To generate a client certificate:

  1. Go to Certificates:Generate to display the Generate New Certificate or Request dialog.

  2. Select the Client Certificate radio button, the Both radio button, and the appropriate Key Size radio button.  Key size of at least 1024-Bit is recommended.

  3. Enter the Certificate Name: It must be 8 characters or fewer containing numbers, letters, or underscores.  It is used to create the Certificate and Private Key filenames.

  4. Enter the Challenge Password: It must be at least four characters; containing number, letters, or underscores. It is used to protect the private key file from unauthorized use.

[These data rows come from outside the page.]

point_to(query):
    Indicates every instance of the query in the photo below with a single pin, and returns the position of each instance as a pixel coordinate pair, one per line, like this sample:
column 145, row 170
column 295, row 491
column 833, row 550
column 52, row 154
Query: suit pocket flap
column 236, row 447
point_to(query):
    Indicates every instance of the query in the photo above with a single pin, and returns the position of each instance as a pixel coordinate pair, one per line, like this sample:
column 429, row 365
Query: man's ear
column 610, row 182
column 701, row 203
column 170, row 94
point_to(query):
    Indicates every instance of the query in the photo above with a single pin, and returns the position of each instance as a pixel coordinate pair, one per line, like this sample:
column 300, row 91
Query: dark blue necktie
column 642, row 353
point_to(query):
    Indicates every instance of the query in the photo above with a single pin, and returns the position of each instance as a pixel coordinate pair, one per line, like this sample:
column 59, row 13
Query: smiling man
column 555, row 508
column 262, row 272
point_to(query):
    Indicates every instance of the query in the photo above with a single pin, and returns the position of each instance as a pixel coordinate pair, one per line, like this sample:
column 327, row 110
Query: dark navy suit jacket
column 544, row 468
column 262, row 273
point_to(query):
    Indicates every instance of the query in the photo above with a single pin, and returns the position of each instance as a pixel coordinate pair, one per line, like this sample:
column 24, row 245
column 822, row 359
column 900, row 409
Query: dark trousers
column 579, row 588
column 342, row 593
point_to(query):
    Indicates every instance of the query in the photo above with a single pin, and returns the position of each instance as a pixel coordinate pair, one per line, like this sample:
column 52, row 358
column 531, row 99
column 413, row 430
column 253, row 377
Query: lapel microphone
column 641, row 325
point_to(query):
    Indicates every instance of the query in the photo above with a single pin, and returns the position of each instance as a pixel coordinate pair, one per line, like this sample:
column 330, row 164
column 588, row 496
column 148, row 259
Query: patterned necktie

  5. Enter the Common Name: This is generally a computer name or address.  Some CAs require that this field not contain any blanks or special characters.

  6. Enter the Email Address: This is used when generating Client Certificates or Client Certificate Requests and may be left blank for Server or Signing Certificates.

  7. Enter the Organization Name: This specifies the Organization Name portion of the Distinguished Name field.

  8. Enter the Organization Unit: This specifies the Organization Unit portion of the Distinguished Name field.

  9. Enter the Locality or City: This specifies the Locality portion of the Distinguished Name field.

  10. Enter the State or Province: This specifies the State or Province portion of the Distinguished Name field.  Some CAs require that this field contain the full state name.

  11. Enter the Country Code: This specifies the Country Code portion of the Distinguished Name field.

  12. Enter the Validity Period: This field is set by the CA and is not part of the Certificate Request.

  13. Click the Generate button to generate the certificate and key files.

  14. The Certificate Request Complete dialog appears indicating the name and location of the various files that were created by the process.  The Certificate Name that was used during the Certificate generation process, will be used as the file name.  The files will be placed in the following location:

C:\Program Files\SEAGULL\SecurityServer\Certs\New

  1. To use the Certificate, the appropriate files must be installed in the client program (i.e. BlueZone) before they can be used for authentication to the SEAGULL Security Server.

SEE  Using Client Certificates with BlueZone Client Programs for additional information.

  1. If the Client Certificate is to be matched to a Reference Certificate for user authentication, then the Client Reference Certificate must be installed on the Security Server.

SEE  Installing Client Reference Certificates on the Server for additional information.